How do you know the learning and development that the hospital provides is effective? How do you measure its contribution?

I know it's working. One measure is the small number of folks who leave. Our turnover rate among nurses is one of the lowest in the area.

Another sign is how well staff can articulate the Triple Aim Plus strategy. That's important to me. And I get many letters from people thanking me for the care they or their families received here. That shows me that everything has come together.

What do you expect from your chief talent development officer, Jacqueline Burandt?

I'm a change agent and I measure Jacque's success in large part by how she and her staff help me make change happen here.

When I became CEO in 2005, I thought we were too separated from the community, especially for a hospital system that is funded in part by taxpayers. But taxes only provide 24 percent of our revenue, so we also must look aggressively for alternative sources of funding, and provide the kind of value that makes people want to come here for medical care. So I've made changes to take us in some new directions, and that requires a strong learning environment. Jacque has helped provide that support.

How do you manage to make innovative changes in such a highly regulated, conservative industry as healthcare?

It's sink or swim. We have to be innovative to be able to do the things we want to do, and to predict where the industry's going. Healthcare is very complex in Texas. Care is based on a county system. Texas has 254 counties, so there are at least 254 ways of doing things.

I give credit to our board and our commissioners for supporting innovation in our strategic plan. For example, we knew our hospital, built in the 1960s, needed to be upgraded. Research shows that after 25 years, medical facilities need a major overhaul, and after 50 years, they're pretty much useless for healthcare purposes. Semiprivate hospital rooms are no longer the norm. One reason is the privacy for patients required by HIPAA [the Health Insurance Portability and Accountability Act]. Another is the need for infection control. And semiprivate rooms are not a patient satisfier.
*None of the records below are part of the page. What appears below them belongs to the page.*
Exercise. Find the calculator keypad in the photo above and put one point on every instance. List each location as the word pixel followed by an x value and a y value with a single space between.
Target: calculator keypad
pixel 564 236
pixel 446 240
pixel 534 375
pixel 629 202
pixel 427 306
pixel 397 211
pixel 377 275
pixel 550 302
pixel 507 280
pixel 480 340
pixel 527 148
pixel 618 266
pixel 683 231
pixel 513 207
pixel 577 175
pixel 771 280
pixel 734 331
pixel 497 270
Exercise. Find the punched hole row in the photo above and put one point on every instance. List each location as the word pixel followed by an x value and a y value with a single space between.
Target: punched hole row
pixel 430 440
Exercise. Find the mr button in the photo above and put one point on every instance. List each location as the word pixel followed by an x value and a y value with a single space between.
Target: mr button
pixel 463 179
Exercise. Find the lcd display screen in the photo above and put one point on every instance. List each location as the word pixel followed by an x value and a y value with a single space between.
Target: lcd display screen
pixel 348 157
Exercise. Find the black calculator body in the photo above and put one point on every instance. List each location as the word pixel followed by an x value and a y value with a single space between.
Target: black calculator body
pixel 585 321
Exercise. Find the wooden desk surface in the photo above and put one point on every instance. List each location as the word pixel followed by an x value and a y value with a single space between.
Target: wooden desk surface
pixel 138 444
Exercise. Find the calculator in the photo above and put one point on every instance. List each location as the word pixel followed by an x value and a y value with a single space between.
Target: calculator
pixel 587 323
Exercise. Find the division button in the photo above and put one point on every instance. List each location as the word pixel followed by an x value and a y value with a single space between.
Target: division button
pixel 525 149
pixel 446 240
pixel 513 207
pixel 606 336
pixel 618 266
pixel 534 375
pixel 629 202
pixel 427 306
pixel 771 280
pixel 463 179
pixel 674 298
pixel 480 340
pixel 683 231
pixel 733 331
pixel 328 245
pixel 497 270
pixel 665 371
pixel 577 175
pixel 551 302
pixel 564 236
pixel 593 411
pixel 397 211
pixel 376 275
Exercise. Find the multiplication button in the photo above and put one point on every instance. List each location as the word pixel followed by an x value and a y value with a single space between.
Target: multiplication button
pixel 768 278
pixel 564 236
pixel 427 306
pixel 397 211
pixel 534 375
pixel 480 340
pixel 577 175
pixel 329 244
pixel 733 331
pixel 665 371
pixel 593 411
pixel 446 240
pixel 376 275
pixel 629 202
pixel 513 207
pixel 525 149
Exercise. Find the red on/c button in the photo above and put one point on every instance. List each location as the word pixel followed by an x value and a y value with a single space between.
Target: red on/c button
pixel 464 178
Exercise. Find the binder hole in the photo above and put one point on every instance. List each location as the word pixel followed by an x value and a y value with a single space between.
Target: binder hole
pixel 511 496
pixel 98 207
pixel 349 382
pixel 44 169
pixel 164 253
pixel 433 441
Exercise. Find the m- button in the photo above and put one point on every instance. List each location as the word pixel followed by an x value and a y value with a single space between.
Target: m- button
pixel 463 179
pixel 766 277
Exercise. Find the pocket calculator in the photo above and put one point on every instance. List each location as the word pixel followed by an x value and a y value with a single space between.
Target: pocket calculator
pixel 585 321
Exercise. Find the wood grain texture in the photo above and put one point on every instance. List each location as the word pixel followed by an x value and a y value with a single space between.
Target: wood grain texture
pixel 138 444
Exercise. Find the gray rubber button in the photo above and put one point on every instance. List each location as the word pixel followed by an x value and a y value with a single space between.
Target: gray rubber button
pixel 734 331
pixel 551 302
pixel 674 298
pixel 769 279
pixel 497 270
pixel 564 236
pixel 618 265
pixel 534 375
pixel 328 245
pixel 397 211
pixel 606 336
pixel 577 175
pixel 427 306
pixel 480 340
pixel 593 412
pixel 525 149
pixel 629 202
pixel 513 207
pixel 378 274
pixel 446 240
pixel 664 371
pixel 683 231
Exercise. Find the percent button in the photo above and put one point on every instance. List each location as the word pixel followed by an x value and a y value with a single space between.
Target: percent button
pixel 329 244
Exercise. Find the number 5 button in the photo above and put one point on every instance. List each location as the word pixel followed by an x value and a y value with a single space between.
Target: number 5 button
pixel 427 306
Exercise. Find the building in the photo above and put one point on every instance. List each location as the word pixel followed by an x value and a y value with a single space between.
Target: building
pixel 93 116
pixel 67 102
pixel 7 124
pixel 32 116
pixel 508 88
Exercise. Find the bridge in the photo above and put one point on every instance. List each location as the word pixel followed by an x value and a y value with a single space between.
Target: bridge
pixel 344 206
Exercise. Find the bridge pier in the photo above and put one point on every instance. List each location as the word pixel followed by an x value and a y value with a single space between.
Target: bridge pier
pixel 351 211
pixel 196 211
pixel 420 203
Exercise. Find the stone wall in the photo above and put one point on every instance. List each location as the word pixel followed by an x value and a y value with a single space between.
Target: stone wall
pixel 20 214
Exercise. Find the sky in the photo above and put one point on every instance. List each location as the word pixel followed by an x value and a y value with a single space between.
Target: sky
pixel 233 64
We're also putting more emphasis on preventive medicine and population-based care. Our school-based clinics and our return to pediatrics are two good examples.

You also reinstated a leadership institute and doubled the funding for continuing education. What drives your support for learning?

Before I was named CEO, I was the attorney for the health system. As a lawyer, I had a mandatory annual obligation of 15 hours of continuing legal education. I went to countless seminars on healthcare law. Later, I realized that this training and education gave me an advantage in getting the job of CEO.

I wanted to make it easier for people here to get training. It was important to me to lift all boats by making learning accessible to as many people as possible. The best way to do that was to develop it internally.

Another big influence was my mother's belief in the value of education. She was a cowgirl from West Texas who grew up in Big Bend country where schools were few and far between in the 1920s and 1930s. She had only four years of school, but she made sure that my three siblings and I received good educations. She ingrained in us the value of learning and that's what I'm trying to do here at UHS, with Jacque's help—make learning part of the culture.